El sábado por la mañana, Pedro no fue a la arena sólo para firmar autógrafos. Se había apuntado al concurso. Un año antes estaría encantado con la atención de sus fans, especialmente las mujeres, pero aquel día sólo deseaba estar solo. Tenía que concentrarse. Habían cambiado tantas cosas desde que conoció a Paula. Le habría gustado hablar con ella, oír su voz. Tanto que tuvo que resistir la tentación de guardar sus cosas y volver a San Angelo. Pero no podría lidiar con el futuro hasta que hubiese lidiado con el pasado. Tenía que probarse a sí mismo, tenía que saber si seguía siendo el mejor. Pedro oyó la voz por megafonía anunciando el comienzo del rodeo, pero cuando se dirigía al portón una rubia lo tomó del brazo. Era Lara Sue Hartley, una aficionada al rodeo, o más bien a los campeones del rodeo, con la que se había corrido un par de juergas. Nada serio.
—¿Cómo estás, Pedro?
—Bien, ¿Y tú?
—Echándote de menos —contestó la rubia.
—Sí, bueno, perdona pero tengo que irme. Están a punto de empezar.

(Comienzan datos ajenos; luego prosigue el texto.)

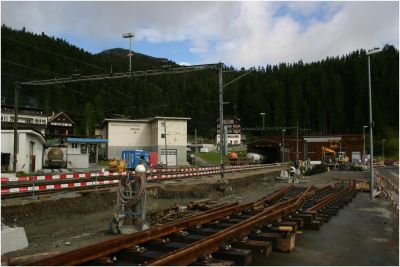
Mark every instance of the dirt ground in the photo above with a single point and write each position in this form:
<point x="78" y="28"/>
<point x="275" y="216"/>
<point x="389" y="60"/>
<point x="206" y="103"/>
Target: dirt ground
<point x="72" y="220"/>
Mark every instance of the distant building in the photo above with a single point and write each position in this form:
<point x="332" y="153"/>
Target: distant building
<point x="28" y="118"/>
<point x="147" y="134"/>
<point x="309" y="147"/>
<point x="59" y="126"/>
<point x="79" y="152"/>
<point x="233" y="131"/>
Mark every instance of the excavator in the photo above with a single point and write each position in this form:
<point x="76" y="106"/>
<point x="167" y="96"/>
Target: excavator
<point x="330" y="157"/>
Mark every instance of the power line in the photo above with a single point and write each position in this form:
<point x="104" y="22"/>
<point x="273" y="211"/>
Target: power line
<point x="28" y="67"/>
<point x="121" y="75"/>
<point x="53" y="53"/>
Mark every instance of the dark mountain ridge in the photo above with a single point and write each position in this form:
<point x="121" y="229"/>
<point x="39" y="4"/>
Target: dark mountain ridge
<point x="329" y="96"/>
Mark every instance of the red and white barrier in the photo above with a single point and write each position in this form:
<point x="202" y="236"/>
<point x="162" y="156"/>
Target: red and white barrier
<point x="163" y="175"/>
<point x="60" y="176"/>
<point x="38" y="188"/>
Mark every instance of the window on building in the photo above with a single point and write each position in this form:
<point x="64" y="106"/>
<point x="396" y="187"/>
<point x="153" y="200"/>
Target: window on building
<point x="83" y="149"/>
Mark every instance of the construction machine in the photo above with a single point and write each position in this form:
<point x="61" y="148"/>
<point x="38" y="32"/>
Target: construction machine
<point x="117" y="165"/>
<point x="342" y="158"/>
<point x="130" y="213"/>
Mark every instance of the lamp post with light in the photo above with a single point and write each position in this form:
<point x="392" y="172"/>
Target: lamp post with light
<point x="283" y="145"/>
<point x="369" y="53"/>
<point x="364" y="127"/>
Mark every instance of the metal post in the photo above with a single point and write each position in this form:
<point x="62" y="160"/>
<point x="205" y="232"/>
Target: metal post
<point x="129" y="35"/>
<point x="221" y="121"/>
<point x="15" y="158"/>
<point x="195" y="140"/>
<point x="130" y="54"/>
<point x="283" y="145"/>
<point x="140" y="208"/>
<point x="165" y="136"/>
<point x="297" y="140"/>
<point x="263" y="115"/>
<point x="370" y="132"/>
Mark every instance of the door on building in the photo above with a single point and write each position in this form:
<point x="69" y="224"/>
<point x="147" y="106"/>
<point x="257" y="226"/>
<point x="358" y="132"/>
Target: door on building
<point x="171" y="156"/>
<point x="92" y="153"/>
<point x="32" y="158"/>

Cuando llegó al portón, tuvo que controlar el temblor de sus manos. Pero tenía que hacerlo, se dijo. No podía volver con Paula hasta que hubiese matado sus demonios personales. Su toro era una bestia de mil kilos, que bufaba en el cajón mientras él se ponía los guantes. Había llegado la hora de la verdad. Era todo o nada. Y él lo quería todo. Pedro se subió al toro, sujeto por los peones, y agarró la cuerda con una mano mientras levantaba la otra para que abriesen el portón. El animal salió despedido hacia la arena, moviéndose de un lado a otro como una fiera para quitarse la carga de encima. Pedro conseguía anticipar todos sus movimientos, aunque la pierna le dolía horrores. Incluso se mantuvo encima cuando empezó a cocear salvajemente. Entonces sonó la campana y el público prorrumpió en aplausos. Se tiró del toro y cayó rodando por la arena antes de subirse a la valla.
—Parece que El Diablo ha vuelto —anunció el presentador por megafonía.
—Noventa y tres puntos —sonrió Tomás—. Has pasado a la final.
Le daba igual. Sólo quería probar que aún podía montar un toro, que aún era un campeón. Pero ya no necesitaba más cinturones, ya no necesitaba más palmaditas en la espalda… En ese momento apareció Lara Sue de nuevo con un par de periodistas. Pero cuando iba a besarlo en la boca, él se apartó.
—Estoy casado, Lara.
—¿Y dónde está tu mujer?
—En casa. Está embarazada.
—¿Ah, sí? —sonrió la rubia, apretándose descaradamente contra él—. Entonces, supongo que necesitas un poco de diversión.
—No, gracias —contestó él.
Entonces oyó su nombre y giró la cabeza. Era Federico. ¿Federico? ¿Qué hacía allí?, se preguntó. ¿Le habría pasado algo a Paula? ¿O a la niña? Entonces la vió. Sólo habían pasado dos semanas, pero se le puso el corazón en la garganta, estaba tan guapa con el pelo suelto…
—¡Pau! ¿Qué haces aquí?
—Había venido a verte, pero está claro que no me necesitas — contestó Paula, mirando a la rubia.
—No, espera. Te estás confundiendo…
—No lo creo. Fede, te espero en el coche.
—¡Pau!
Pedro intentó seguirla, pero su hermano se lo impidió.
—Déjala, ahora está enfadada y no va a escucharte.
—Pero tengo que hablar con ella…
—Ya lo sé. Mira, vuelve a casa. Nosotros llegaremos en un par de horas, tú puedes llegar por la noche. Quizá para entonces se le habrá pasado —suspiró Federico.
—Muy bien, de acuerdo.
—Nos vemos luego, Pedro.
Poco después, apareció Tomás.
—¿Quieres cenar algo antes de la final?
—No voy a presentarme a la final —contestó él.
—¿Por qué? ¿Te has hecho daño?
—No, he encontrado algo que me importa mucho más que la final. Pero tengo que convencerla.
Tomás sonrió.
—Pues buena suerte. Me alegro de que sigas siendo el mejor.
Pedro no se sentía así. De hecho, se sentía como un completo imbécil.